Without this, you're basically saying, "at least some judges cite law review articles at least some of the time," which - great, fantastic. Doesn't counter the "useless" claim.
Also, how many different law review articles were cited? If it’s a handful of really useful ones, out of the thousands published each year, that’s not saying much.
If you can't find statutory or case law support, you resort to citing a law review article. The universe of possible opinions there is greater. In other words, it's fig leaf.
One might say law review articles encapsulate a lot of research, but I find it hard to believe that law secretaries (particularly in federal court) can't do their own.

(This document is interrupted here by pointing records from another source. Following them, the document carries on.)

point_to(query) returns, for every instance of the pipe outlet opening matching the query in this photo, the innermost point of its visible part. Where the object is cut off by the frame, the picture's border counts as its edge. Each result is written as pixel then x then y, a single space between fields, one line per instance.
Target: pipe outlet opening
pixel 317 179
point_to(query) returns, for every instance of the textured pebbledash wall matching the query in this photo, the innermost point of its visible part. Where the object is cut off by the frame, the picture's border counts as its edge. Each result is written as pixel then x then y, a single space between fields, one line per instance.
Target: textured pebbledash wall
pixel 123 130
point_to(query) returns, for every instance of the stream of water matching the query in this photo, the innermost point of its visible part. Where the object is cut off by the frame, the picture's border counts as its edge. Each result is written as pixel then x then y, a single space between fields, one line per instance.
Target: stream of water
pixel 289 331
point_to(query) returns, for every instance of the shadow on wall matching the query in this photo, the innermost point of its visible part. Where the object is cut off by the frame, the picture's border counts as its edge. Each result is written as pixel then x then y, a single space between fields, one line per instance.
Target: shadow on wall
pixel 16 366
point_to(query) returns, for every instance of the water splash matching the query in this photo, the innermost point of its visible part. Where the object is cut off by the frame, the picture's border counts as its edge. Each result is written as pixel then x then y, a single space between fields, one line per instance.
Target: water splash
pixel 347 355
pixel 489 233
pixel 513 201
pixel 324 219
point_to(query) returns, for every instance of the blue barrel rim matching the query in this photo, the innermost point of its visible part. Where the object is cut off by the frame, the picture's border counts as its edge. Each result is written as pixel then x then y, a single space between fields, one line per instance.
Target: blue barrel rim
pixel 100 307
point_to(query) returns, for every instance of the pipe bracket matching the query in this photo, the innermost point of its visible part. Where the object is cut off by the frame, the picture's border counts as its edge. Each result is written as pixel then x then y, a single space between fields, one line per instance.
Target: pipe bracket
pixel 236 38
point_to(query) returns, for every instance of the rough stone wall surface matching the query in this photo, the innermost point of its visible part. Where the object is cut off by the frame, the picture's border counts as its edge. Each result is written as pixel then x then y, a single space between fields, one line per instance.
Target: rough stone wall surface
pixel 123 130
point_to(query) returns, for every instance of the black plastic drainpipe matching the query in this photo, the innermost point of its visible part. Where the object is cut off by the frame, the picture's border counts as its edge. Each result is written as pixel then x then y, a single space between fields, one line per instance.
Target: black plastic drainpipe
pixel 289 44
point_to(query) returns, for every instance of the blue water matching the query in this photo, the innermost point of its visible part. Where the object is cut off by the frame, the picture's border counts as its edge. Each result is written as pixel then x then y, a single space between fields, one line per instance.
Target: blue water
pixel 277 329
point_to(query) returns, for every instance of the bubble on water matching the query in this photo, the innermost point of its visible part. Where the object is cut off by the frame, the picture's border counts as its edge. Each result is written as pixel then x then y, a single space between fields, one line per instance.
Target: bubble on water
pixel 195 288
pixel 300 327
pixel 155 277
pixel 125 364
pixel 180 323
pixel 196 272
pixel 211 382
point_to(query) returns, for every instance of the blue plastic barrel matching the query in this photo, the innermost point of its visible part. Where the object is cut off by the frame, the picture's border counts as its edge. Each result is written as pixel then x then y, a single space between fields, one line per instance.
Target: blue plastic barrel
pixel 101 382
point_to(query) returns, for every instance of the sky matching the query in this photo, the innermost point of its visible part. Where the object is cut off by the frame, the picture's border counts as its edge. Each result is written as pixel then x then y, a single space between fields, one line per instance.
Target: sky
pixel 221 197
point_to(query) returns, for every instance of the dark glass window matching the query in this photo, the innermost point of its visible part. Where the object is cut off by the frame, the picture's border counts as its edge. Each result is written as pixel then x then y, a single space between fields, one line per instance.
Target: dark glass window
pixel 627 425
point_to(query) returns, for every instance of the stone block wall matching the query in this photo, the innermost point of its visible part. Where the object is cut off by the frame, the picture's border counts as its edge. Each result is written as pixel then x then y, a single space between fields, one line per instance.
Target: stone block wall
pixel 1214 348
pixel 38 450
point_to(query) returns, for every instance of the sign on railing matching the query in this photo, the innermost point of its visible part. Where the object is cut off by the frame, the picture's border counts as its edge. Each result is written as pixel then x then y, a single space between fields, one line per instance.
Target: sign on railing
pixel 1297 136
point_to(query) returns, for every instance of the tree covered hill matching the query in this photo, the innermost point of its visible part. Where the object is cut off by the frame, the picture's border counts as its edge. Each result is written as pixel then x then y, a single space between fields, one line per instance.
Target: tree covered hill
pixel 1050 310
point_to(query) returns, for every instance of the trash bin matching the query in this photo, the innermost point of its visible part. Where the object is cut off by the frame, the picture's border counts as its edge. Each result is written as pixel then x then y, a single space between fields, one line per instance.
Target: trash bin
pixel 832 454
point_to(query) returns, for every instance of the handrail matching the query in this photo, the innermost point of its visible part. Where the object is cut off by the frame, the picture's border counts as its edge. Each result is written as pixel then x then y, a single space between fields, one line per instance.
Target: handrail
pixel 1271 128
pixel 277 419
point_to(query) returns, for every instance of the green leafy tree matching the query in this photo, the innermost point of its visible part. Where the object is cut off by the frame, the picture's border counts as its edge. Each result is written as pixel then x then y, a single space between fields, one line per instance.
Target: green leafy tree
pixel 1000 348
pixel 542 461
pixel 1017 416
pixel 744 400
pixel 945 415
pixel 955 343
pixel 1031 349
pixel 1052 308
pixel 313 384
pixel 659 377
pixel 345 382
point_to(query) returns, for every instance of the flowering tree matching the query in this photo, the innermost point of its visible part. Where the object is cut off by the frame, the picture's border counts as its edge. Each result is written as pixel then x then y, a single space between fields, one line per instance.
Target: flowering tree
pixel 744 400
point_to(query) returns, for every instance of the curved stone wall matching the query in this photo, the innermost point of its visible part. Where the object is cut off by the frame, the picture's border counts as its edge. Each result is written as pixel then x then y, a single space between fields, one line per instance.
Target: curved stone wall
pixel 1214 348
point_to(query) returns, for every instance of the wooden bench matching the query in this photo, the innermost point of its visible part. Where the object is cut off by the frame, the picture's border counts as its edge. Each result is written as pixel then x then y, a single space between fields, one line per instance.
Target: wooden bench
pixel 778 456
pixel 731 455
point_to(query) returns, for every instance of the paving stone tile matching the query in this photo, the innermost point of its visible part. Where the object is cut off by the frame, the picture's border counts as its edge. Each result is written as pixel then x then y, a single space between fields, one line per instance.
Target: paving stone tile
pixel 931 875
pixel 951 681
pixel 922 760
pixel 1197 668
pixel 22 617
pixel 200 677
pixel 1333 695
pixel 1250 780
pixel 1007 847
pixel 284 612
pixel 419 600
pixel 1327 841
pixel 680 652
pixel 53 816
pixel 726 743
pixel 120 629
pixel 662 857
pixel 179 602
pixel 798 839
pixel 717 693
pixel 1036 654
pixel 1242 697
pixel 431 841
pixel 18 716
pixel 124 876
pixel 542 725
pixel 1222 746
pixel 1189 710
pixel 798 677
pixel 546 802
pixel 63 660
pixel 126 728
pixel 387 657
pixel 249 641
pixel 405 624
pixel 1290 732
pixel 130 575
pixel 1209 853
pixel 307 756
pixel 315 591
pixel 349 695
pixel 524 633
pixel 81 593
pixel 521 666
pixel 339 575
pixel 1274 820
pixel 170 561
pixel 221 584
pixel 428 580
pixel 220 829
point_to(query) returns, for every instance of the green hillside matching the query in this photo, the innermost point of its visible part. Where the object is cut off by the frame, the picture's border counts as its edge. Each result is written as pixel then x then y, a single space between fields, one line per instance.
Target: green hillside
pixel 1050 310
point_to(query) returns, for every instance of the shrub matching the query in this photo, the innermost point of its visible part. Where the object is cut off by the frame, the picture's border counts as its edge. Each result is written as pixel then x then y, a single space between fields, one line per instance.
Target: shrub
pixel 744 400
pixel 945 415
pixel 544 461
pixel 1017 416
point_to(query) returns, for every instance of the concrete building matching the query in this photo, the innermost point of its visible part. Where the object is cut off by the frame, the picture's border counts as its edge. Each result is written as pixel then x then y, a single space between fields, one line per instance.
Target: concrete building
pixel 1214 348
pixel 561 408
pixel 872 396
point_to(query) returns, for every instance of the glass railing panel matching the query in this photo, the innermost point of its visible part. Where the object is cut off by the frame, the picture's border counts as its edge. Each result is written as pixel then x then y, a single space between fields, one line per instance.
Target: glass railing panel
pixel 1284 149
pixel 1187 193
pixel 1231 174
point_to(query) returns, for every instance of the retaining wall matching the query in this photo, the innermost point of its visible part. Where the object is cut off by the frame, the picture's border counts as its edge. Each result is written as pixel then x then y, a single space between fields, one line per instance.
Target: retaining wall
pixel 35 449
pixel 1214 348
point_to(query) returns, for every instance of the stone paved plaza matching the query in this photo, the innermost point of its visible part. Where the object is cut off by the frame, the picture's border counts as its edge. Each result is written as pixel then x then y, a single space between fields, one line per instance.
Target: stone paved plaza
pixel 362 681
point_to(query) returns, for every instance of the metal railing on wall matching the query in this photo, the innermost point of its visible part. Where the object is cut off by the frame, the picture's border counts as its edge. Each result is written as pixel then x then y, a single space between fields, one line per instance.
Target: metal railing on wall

I once worked for a partner whose article in a local legal newspaper got cited by the Supreme Court. It was not a very good article, and it was written with an obvious slant. But it said what the Justice wanted to hear, so it got cited.
What SimonP said. Does this mean .1 percent of all cases cite a law review article, or .00001 percent? In either case, it isn't a very impressive percentage, and suggests that writers of law review articles, who by and large live pretty well, are a net social drain. (Though of course, there is always the Ann Althouse suggestion, that university professors generally are dangerous nuts, and setting them to useless work in the academy is a way of preventing them from damaging the larger society.)
A big question is whether the lawyers writing briefs will look for law review articles. I bet they would, if it was something novel-- not as authority, but for ideas, and maybe even without citing them, since they're not authorities. I would think a law review article could be highly important if it was on an obscure topic. I noticed that someone--David Skeel, I think-- has written on whether federal law pre-empts state constitutions that say states and cities cannot get rid of pension fund obligations via bankruptcy. When the first case hits the courts, I bet that's going to be read very carefully.
If you want to write on the same topic as everyone else, on the other hand, there's no reason a court should bother to go beyond the caselaw or their own political opinions. What's useful and influential is going to be writing on technical law. Tax law, maybe, too-- Kristin Hickman stuff, for example. Of course, law reviews probably don't like that, and want the useless con law stuff.
Good points.
When I used to do tax litigation, I don't think I ever found a useful idea in, or cited, a single law review article. Maybe practitioners in other fields have had different experiences, but in general the issues that interest law professors and law students are not very relevant to the actual practice of law.
In over 15 years of writing appellate briefs, I can say I looked at a law review article once, and it was mostly just useful as a list of how the different courts nationwide that had considered the issue. I could've found all the same information elsewhere and had no need to cite the article.
Maybe, law reviews would hold more sway if they were curated by law professors, rather than by students who aren't even lawyers yet?
That doesn't seem especially likely to me: the larger issue is that law professors are practicing law less and less, and that their lack of actual exposure to the work lawyers do informs the subjects they decide to spend their time writing about.
This is really interesting - the consensus among the practitioners and clerks here seems to be that journals aren't too useful.
HeinOnline, aided by FastCase, is now tracking article citations.
For instance, in the last five years, OP has been cited 189 times in caselaw.
Since US News and World Report is now using these HeinOnline numbers to measure faculty scholarship as part of law school rankings, most schools are working to improve author profiles.
How is this different from any other academic discipline?
Interesting question. My impression is that doctors read medical journals more than lawyers read law reviews, but I could be wrong. I have no idea about architects, accountants, etc.